2007-06-22

Categories: Blog post Tags: Descriptive statistics

Dear Professor Mean, I was reviewing your page on the interquartile range and was wondering why the formula for the quartiles in particular and percentiles in general asks you to select the p(n+1) observation. Why do you need to add one?

The glib answer is that we need to make up for the deficit that we created when we defined the degrees of freedom for the standard deviation to be n-1.

Actually, there is more than one formula that works and there is no perfect consensus, especially for the definition of quartiles.

One intuitive answer is that the average of the numbers 1 through n is not n/2 but rather (n+1)/2. So this gives you a hint that simply using p*n would produce values that are slightly too small.

Another intuitive answer is that p(n+1) enforces some symmetry to the problem, so that the percentiles from the upper end match the percentiles from the lower end.
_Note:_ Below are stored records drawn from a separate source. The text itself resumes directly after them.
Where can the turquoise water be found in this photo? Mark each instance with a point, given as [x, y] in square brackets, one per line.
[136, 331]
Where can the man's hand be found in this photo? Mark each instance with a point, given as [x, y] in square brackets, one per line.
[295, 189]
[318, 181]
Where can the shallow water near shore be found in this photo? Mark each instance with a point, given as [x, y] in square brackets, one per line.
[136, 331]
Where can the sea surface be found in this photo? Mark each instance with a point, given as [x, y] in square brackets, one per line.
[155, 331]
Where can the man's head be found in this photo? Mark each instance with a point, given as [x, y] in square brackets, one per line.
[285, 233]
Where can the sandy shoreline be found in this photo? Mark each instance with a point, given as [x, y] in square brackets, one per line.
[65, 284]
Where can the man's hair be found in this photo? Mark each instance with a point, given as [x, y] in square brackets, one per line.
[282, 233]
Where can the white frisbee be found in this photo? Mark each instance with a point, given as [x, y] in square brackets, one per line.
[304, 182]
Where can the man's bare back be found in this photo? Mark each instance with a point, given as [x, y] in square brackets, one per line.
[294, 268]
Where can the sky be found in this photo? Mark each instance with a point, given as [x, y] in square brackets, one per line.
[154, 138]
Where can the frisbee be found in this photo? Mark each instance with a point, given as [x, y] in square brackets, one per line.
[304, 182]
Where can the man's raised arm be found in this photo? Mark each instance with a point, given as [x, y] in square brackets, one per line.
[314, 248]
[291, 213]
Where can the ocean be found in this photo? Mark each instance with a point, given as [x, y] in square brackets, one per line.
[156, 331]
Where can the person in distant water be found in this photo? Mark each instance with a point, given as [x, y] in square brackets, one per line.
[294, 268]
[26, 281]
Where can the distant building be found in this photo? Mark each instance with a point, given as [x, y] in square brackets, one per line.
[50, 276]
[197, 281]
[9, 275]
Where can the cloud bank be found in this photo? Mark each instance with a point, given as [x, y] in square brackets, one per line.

Suppose you wanted to compute the 25th and 75th percentiles of a set of six numbers. If you used the formula pn, this would produce values of 6*0.25=1.5 and 6*0.75=4.5. So you would choose halfway between the first and second value for the 25th percentile, and halfway between the 4th and 5th values for the 75th percentiles. So this definition would be lopsided in that the 25th percentile used the smallest value as part of the calculation, but the 75th percentile did not use the largest value as part of the calculation.

There are more technical justifications for adding one, but on a Friday afternoon, I prefer a less technical justification.